Five New Year's Resolutions You Owe Yourself

ByABC News
January 8, 2007, 3:50 PM

Jan. 12, 2007— -- On New Year's Day, more than a few of us resolved to change our lives -- or at least our more self-indulgent habits. On the hunch that all things flow from good health, Scientific American.com has based this year's list of five resolutions on the advice of health professionals and scientific literature. Whatever your goals, we'll help you understand why there's hardly anything you could choose to do that could have a bigger impact on your quality of life.

Perhaps the best New Year's resolution is coming up with a strategy to sensibly tackle each of the five listed below.

"New Year's resolutions are notoriously unsuccessful because people have a superficial commitment to them," says Frederick Gibbons, health psychologist at Iowa State University in Ames. "Whatever behavior you want to change requires a specific plan for going about it."

For instance, in quitting smoking or moderating drinking, "people might want to plan ahead for situations or cues they need to avoid, since they may face social pressure, even if it's unintentional pressure. That might also include tempting foods," said Gibbons.

Social support is also critical. Warren Franke, director of Iowa State's Exercise Clinic, believes that "it may mean enlisting a significant other to exercise or a buddy to lose weight or joining a program." Controlling drinking may even require a behavior modification program, Gibbons adds.

Franke says people should set short-term goals, "such as losing just one pound a week," Franke says. And don't give up if you sometimes find yourself sliding.

"Don't feel bad about yourself and give up," he says. "Accept that that was a bad day, and that [the] next day will be a good day. And reward yourself. Life's too short not to enjoy it. Don't buy yourself six scoops of Ben & Jerry's, mind you. I have a friend who, if she's lost weight, buys herself People magazine. It's a simple pleasure she enjoys, and it works."

Exercising three times a week for about 30 minutes each session has been shown to cut cardiac morbidity and mortality by more than 10 percent, says Seth Feltheimer, general internist at New York-Presbyterian Hospital/Columbia University Medical Center.

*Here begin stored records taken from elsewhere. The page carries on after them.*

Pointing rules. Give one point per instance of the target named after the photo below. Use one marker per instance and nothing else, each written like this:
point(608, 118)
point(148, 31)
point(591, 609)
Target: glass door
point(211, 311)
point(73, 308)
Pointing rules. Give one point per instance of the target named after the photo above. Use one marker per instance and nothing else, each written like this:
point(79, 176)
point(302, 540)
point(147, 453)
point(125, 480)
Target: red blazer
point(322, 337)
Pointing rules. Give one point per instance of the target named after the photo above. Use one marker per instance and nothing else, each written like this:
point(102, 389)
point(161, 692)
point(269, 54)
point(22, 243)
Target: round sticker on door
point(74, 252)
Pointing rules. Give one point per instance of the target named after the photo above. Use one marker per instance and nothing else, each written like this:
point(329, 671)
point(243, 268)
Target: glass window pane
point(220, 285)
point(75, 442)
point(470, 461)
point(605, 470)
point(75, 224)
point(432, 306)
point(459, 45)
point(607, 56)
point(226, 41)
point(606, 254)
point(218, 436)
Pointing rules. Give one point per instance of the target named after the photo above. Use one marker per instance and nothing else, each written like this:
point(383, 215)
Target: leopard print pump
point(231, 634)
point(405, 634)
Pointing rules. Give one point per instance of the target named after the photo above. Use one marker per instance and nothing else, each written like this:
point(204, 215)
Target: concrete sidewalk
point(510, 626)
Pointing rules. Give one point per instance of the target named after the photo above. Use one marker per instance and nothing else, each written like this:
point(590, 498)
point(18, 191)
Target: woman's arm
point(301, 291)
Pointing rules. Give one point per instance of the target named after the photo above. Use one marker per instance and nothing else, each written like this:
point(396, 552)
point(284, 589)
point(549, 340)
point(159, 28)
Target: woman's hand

To reap maximum benefit from the exercise, your pulse has to stay above 100 beats per minute. This requires more than an average walk, "where you might often stop and start at each corner, and can't really get a chance to get the pulse up," Feltheimer adds.

Franke agrees and recommends that you do whatever exercise "you enjoy enough to do regularly and is vigorous enough to increase heart rate, be it walking with a neighbor or a high-intensity aerobics class at an exclusive fitness club."